Circ RNAs Involved in the Expression of Components of Signaling Pathways
Circ nuclear factor NFIB1 (circNFIB1) up-regulates phosphoinosite-3-kinase-reglatory subunit 1 (PI3KR1). circNFIB1 (Figure 4) was down-regulated in PDAC tissues and negatively correlated with lymph node metastasis in patients with PDAC (138). Conditioned media from PANC-1 and Capan-2 PDAC cells with silenced circNFIB1 promoted tube formation and migration of human lymphatic endothelial cells. circNFIB1 suppressed lymph node metastasis of PANC-1 cells in nude mice. circNFIB1 sponged miR-486-5p and up-regulated PIK3R1, which inhibits PI3K/AKT signaling, vascular endothelial growth factor C (VEGFC) expression and lymphangiogenesis. VEGFC was found to be over-expressed in PDAC (139, 140).

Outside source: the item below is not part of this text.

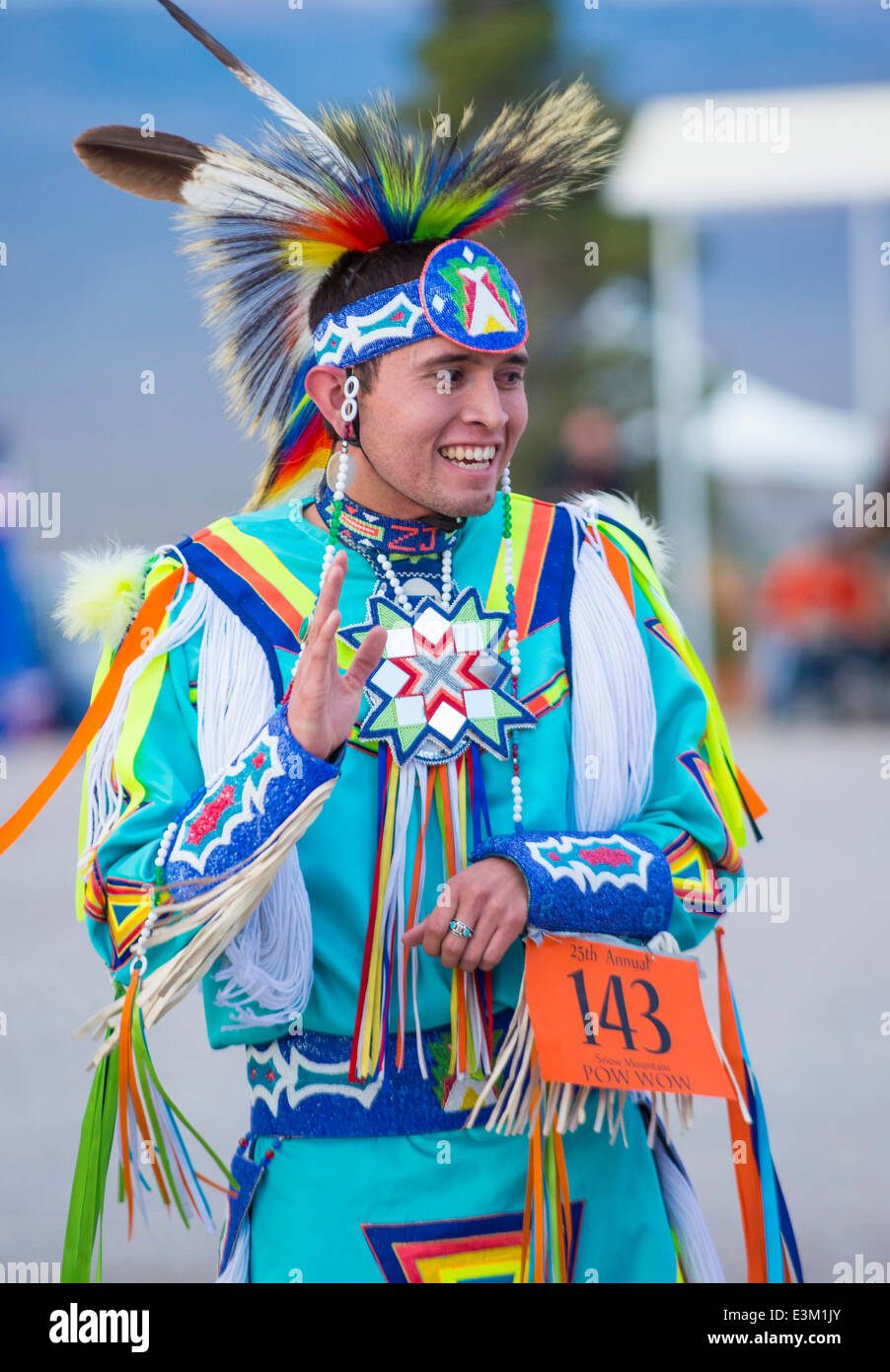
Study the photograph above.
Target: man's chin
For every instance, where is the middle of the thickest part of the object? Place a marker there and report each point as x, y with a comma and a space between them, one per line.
467, 502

Circ fibroblast growth factor receptor 1 (circFGFR1) up-regulates phosphatidylinositol-4,5-biphosphate-3-kinase catalytic subunit β (PIK3CB). circFGFR1 (Figure 4) up-regulated cell growth, migration and invasion of PDAC cells in vitro and inhibited tumor growth and lung metastasis in nude mice (141). It sponged miR-532-3p and up-regulated PIK3CB. Several inhibitors of this pathway have been identified: Pan-PI3K inhibitors, dual PI3K/mTOR inhibitors and isoform-specific inhibitors (142). A PI3Kα isoform-specific inhibitor has been approved for treatment of breast cancer as well as a PI3Kθ specific inhibitor for treatment of B-cell malignancies (143).

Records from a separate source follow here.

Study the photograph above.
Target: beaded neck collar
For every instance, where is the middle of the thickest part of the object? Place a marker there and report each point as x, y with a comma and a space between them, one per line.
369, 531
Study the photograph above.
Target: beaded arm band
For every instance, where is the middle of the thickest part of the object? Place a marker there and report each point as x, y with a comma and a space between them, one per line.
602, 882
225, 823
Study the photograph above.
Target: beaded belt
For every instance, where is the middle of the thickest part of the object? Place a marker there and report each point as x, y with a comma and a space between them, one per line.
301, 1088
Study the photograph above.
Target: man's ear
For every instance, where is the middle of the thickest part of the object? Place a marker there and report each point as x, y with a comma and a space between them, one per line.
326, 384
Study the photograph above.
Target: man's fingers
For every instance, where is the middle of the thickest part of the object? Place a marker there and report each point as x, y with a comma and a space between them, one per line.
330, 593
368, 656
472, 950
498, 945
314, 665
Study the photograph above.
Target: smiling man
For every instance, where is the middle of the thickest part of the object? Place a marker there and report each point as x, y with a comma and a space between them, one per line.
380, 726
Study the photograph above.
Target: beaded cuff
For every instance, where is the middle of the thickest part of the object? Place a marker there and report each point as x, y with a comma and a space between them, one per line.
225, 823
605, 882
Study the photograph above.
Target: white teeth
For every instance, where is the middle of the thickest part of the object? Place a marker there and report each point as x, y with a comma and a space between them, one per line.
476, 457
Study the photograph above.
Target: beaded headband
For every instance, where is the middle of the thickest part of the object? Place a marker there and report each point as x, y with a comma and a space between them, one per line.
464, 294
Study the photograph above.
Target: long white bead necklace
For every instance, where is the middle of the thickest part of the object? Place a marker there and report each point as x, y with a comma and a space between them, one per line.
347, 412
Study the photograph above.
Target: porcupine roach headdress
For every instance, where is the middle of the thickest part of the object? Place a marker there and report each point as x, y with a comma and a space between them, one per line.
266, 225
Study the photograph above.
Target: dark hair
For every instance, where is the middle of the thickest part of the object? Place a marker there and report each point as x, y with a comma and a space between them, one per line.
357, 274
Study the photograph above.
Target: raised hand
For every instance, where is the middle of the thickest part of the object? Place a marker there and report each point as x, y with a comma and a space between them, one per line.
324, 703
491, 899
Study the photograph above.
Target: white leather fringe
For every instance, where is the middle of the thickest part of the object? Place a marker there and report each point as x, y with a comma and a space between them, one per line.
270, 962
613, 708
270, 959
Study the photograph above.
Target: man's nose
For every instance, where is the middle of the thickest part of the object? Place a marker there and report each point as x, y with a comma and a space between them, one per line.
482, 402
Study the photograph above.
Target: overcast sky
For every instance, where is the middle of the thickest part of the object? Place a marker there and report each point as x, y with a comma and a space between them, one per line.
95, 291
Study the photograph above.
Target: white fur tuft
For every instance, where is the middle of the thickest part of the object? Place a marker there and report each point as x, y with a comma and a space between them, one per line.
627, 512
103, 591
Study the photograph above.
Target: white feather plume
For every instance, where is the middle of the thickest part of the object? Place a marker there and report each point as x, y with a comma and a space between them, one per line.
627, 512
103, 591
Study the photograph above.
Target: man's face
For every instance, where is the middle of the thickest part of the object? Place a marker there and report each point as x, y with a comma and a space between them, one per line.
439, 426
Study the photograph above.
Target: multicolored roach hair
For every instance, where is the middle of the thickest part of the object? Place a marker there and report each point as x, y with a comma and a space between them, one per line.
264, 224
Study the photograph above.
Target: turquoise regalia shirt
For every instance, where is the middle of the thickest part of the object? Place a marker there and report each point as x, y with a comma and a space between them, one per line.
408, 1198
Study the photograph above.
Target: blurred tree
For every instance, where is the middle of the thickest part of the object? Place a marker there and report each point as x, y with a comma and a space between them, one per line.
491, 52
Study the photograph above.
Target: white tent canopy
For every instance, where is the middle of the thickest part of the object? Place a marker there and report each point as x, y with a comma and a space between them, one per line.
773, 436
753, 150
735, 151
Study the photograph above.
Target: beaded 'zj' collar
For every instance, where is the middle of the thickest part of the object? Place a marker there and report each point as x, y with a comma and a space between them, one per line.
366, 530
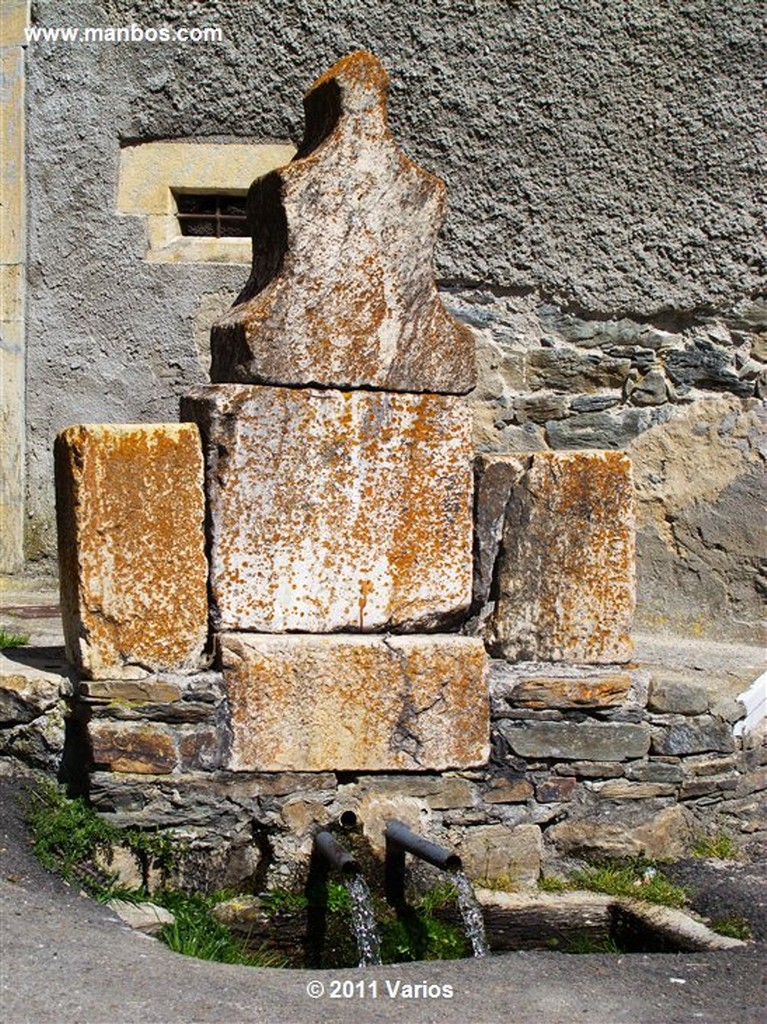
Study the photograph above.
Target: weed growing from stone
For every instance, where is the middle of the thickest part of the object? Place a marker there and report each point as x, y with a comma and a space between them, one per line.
734, 927
553, 885
277, 901
638, 879
8, 638
71, 839
584, 943
721, 845
196, 933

Circ anaphase promoting complex subunit 7 (circAPAPC7) up-regulates P domain and leucine rich repeat protein phosphatase 2 (PHLPP2). circAPAPC7 (Figure 4) over-expression in MIA PaCa-2 and AsPC-1 PDAC cells suppressed proliferation and colony formation (144). In orthotopic in vivo models in nude mice, circAPAPC7 inhibited growth of MIA PaCa-2 and AsPC-1 xenografts. It sponged miR-373 and up-regulated PHLPP2. The latter dephosphorylated AKT, inhibited cell proliferation via down-regulation of cyclin D1 and prevented muscle wasting by decreasing secretion of TGFβ. PHLPP2 is part of the PHLPP phosphatase family comprised of two members; it decreases proliferation and promotes apoptosis in cancer cells (145). Its paralog, PHLPP1, has been shown to regulate the Ser-Thr kinase AKT2, to inhibit proliferation and to induce apoptosis in PDAC cells (146).

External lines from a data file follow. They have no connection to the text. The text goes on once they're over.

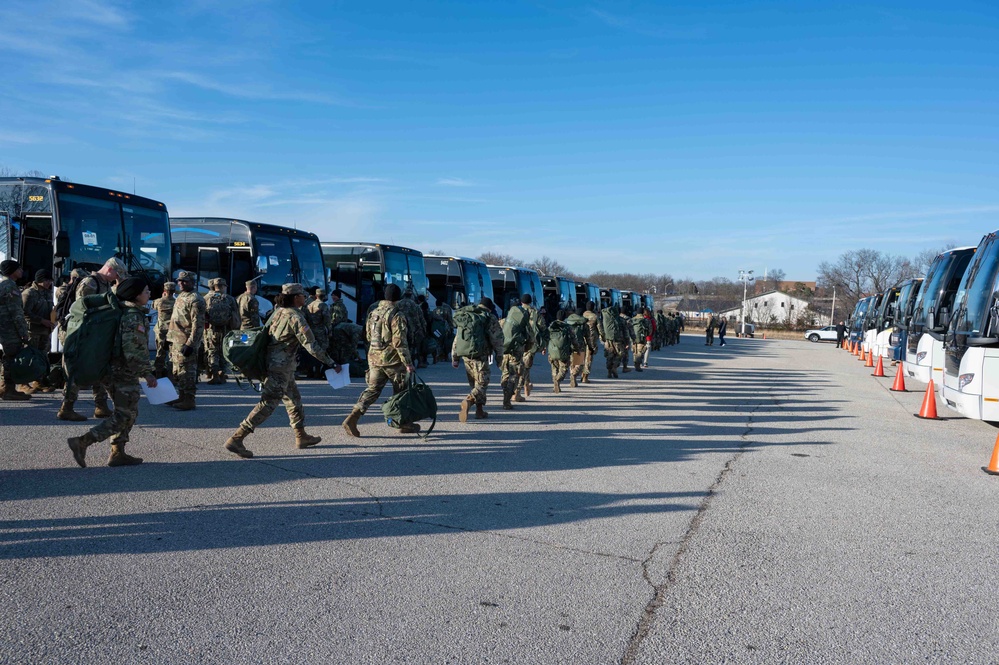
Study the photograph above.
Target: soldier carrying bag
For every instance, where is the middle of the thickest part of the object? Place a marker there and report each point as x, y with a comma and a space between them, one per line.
413, 403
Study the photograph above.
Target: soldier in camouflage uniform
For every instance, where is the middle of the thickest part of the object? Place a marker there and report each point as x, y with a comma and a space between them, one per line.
164, 310
221, 315
97, 283
477, 369
389, 357
538, 325
338, 311
126, 369
249, 307
187, 329
288, 332
13, 328
37, 301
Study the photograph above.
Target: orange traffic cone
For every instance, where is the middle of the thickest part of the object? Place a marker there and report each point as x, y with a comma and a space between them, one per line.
993, 468
928, 410
899, 385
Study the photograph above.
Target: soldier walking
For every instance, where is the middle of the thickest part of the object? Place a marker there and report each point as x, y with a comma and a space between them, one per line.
164, 310
187, 329
126, 368
13, 328
389, 357
288, 332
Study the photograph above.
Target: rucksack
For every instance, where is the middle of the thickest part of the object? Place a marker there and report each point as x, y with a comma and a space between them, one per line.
246, 351
560, 336
93, 338
413, 403
517, 330
471, 332
613, 328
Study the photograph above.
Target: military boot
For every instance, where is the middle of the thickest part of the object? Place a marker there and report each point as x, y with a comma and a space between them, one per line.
120, 458
234, 444
303, 439
78, 445
101, 409
463, 409
350, 423
66, 412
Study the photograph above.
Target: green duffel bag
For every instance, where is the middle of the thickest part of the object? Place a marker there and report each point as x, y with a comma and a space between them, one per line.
413, 403
30, 364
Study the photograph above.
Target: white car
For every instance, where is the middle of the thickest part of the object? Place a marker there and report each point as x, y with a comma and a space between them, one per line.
827, 334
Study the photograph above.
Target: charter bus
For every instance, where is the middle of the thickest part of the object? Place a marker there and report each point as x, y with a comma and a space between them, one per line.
510, 283
361, 270
54, 225
924, 355
238, 251
610, 297
456, 280
971, 349
903, 315
586, 292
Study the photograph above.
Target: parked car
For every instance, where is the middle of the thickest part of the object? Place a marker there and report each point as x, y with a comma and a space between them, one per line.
827, 334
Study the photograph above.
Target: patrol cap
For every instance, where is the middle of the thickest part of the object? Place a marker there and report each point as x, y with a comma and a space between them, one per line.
118, 266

Circ scm-like with four malignant brain tumor domains (circSFMBT1) up-regulates p21 activated kinase 1 (PAK1). circSFMBT1 (Figure 4) was up-regulated in PDAC tissues and corresponding cell lines (147). It promoted proliferation, migration, invasion and EMT of PDAC cell lines in vitro and its knockdown inhibited growth and metastasis of PDAC xenografts in nude mice. circSFMBT1 sponged miR-330-5p and up-regulated PAK1, a member of a family of six proteins (148). PAKs can activate pathways, such as RAS/mitogen-activated protein kinase kinase (MEK)/ERK, AKT/mTOR, WNT/β-catenin and JNK/NFB. PAK1 is involved in proliferation pathways, apoptosis resistance, restoration of DNA damage, creation of an inflammatory environment, and immune suppression (149, 150). PAK1 inhibitor CP734 showed promising in vitro and in vivo results in a preclinical model of PDAC (151).
Circ cullin-2 (circCUL2) up-regulates myeloid differentiation primary responders 88 (MYD88). High expression level of MYD88 in PDAC tissues correlated with poor prognosis (152). circCUL2 (Figure 4) was expressed in CAFs, sponged miR-203a-3p, and up-regulated adaptor protein MYD88. circCUL2-transduced fibroblasts promoted lung metastasis of PANC-1 and MIA PaCa-2 PDAC cells in nude mice. In an orthotopic model with these cell lines, increase of tumorigenesis and higher abdominal metastasis was observed. These effects were inhibited with an antibody directed against interleukin 6 (IL6). In a PDX model, si-circ CUL2 and an IL6 antibody reduced tumor growth (152). The role of CAFs in promoting progression of PDAC by creating an inflammatory, desmoplastic and immune-suppressive environment has been described (153, 154). The IL6/JAK2/STAT3 pathway plays an important tumor-promoting role in several types of cancer (155).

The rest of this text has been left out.